As crianças dormiam. Tomei o café, dei um beijo na minha Rita, sentei no Dauphine e em poucos minutos, lá esta eu na máquina de costura que ganhei dos meus avós como presente de casamento. Tentava ainda adivinhar a razão de tamanho bem estar, quando entrou um menino que aparentava onze anos me perguntando se eu era o Álvaro, frequentador do Centro Espírita.
Respondi que sim e ele depois de me fitar esperançoso, disse sem rodeios:
Eu minha mãe e minhas duas irmãs chegamos de Caraguatatuba há alguns dias. Lá a chuva foi tão forte que praticamente arrasou com a Cidade, e nós que perdemos tudo, viemos buscar abrigo em São Paulo, mas estamos morando numa cocheira que chove dentro...
Enquanto prestava atenção nos olhinhos brilhantes daquele menino voltei à mente para os recursos que conseguimos durante a Campanha do quilo e pensei que aquele material arrecadado poderia ajudar a pequena família infortunada, porém confesso que me surpreendi quando Antoninho disse:
-Então eu vim pedir ao senhor para que me arrume um emprego, pois eu preciso comprar uma casa que abrigue minha mãe e minhas duas irmãs.
Desconcertado, fiquei olhando para o magro menino sem saber o que dizer. Não sei se estava buscando um tempo para me refazer do inesperado, ao solicitar ao garoto para que me procurasse no dia seguinte, confesso que me achava diante de uma missão impossível... Arrumar um emprego para uma criança, com esse trabalho, ela pudesse adquirir uma casa para os seus familiares?
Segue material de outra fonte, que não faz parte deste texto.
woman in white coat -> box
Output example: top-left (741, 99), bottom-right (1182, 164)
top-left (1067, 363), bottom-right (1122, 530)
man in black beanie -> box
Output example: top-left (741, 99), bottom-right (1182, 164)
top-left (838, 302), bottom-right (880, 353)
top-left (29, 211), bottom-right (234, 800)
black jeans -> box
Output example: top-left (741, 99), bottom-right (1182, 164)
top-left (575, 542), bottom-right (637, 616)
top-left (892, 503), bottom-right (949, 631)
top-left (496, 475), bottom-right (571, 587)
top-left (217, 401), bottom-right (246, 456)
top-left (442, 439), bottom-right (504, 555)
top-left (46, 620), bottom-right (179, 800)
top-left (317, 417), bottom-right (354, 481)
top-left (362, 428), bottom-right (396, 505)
Nem pensar...
Deixar de pensar era impossível. A imagem daquele menino de olhos muito vivos descalço e vestindo calças curtas, não me saia da mente.
Ao fim do expediente, retornei a minha casa, e quando me encontrava na lavanderia junto ao tanque de lavar, me limitei a olhar para a lata de graxa, que era utilizada para lubrificar a bomba do poço, e me ocorreu uma ideia...
Com algum entusiasmo e sem muitas esperanças, me vali de uma pequena espátula e a fixei na ponta de um cabo de vassoura e assim que encerrei essa etapa, tratei de limpar um pincel que amarrei na extremidade de uma velha vara de pesca. Juntei esses apetrechos à lata de graxa e os coloquei no porta malas do Dauphine.
Na manhã seguinte retirei do carro aquele material e coloquei no interior da Alfaiataria, caso Antoninho resolvesse voltar, o que não demorou:
-Bom dia “seu Arvaro”! E então o senhor arrumou o meu emprego?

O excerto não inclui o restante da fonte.